One of Baltimore’s most lavishly-decorated restaurant buildings is on the market but the business inside isn’t part of the sale.
The building at 924 N. Charles St. – currently home of The Manor restaurant and ultralounge, and formerly home of The Brass Elephant and The Elephant restaurants – has been listed for sale for $1.5 million, according to a posting on a commercial real estate website, LoopNet.com. The listing agent is Ross Conn of Avenue Real Estate LLC in Gaithersburg. The sale is getting attention because the listing was shared this month on a Facebook page for Mount Vernon residents.
“Great Turn Key restaurant as bar opportunity,” the listing says. Investment highlights include a “$3 Million…Renovation” in 2016 and “Décor valued at over $1M including Tiffany Glass and Waterford Crystal.”
Investors Kevin Standard and Jeremy Lansdowne bought the property in 2019 and signed a lease with Joshua Persing and Robert Gay, who opened The Manor in February 2020.
The listing is for the building but not the restaurant and lounge, Persing said in an email.
“The building was put up for sale by our landlord many, many months ago,” he explained. “They are attempting to sell the building; however, our 10-year lease of the premise will remain intact if sold… Any new buyer has to honor our lease and The Manor will remain open.”
Steeped in history, the four-story building was constructed in the 1850s for Benjamin Chew Howard, a four-term U. S. Congressman and son of wealthy landowner John Eager Howard, and Benjamin’s wife Janet Gilmore, on part of his father’s Belvedere Estate. Later, Brazilian coffee importer Charles Morton Stewart and his wife, Josephine Lurman, bought it as their winter residence.
In the late 1890s, local merchant George Wroth Knapp Jr. purchased it as a second home. He and his wife, Sara Gilfry, filled it with decorative items including crystal chandeliers; marble fireplace mantels, and Lockwood de Forest teak paneling. In the 1930s, it was converted to a store for Potthast Brothers Furniture, which added a large glass storefront to show off the furniture for sale inside.
In the late 1970s, William “Billy” Paley Jr., the son of former CBS network president William S. Paley, led a group of investors who converted the building to a high-end restaurant, The Brass Elephant, which opened in the early 1980s and closed in 2009. From July 2016 to June 2019, it housed a restaurant called The Elephant, operated by Steven and Linda Brown Rivelis.
Gay and Persing preserved the building’s best features while adding their own touches and programming.

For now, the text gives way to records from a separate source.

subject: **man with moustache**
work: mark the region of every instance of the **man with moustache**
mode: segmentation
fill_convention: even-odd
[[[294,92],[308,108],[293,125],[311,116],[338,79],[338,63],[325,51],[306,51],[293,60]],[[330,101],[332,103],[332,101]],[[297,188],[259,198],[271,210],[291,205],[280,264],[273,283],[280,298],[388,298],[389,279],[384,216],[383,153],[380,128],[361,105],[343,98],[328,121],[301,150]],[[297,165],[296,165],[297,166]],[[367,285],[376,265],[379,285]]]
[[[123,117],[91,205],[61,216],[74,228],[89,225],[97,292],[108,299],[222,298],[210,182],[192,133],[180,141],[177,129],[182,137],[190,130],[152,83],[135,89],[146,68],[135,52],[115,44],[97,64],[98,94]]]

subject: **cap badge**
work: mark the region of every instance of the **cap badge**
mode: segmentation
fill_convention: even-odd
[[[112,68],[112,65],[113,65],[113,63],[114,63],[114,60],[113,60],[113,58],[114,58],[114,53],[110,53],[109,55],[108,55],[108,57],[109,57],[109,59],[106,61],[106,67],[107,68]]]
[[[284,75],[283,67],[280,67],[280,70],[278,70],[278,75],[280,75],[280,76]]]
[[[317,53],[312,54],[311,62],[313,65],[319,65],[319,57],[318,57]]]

In 2022, Baltimore Magazine named The Manor a “Best of Baltimore” winner in the category “Best Drag Brunch.”
“Their vision for the lounge is to bring an eclectic, luxurious and modern approach to the Baltimore restaurant, lounge and night club scene,“ The Manor’s website states. “Their vision has led to an experience that is on the cutting edge of style and cuisine.”
Part of the Mount Vernon historic district, the 11,260-square-foot building is zoned for commercial use. According to the real estate listing, decorative features include: chandeliers with Waterford Crystal prisms; mantels carved by sculptor William Henry Rinehart; skylights and interior windows, some with stained glass attributed to Louis Comfort Tiffany; bottle glass windows, transoms and doors; a teak dining room; gilded mirrors; elephant-, griffin- and cherub-themed sconces, and “mermaid mastheads.”
The Manor has been closed since Dec. 29, due to a burst water pipe. Its owners said on social media that they’ve already begun repairs and “we will update you as soon as we can on when we will reopen.”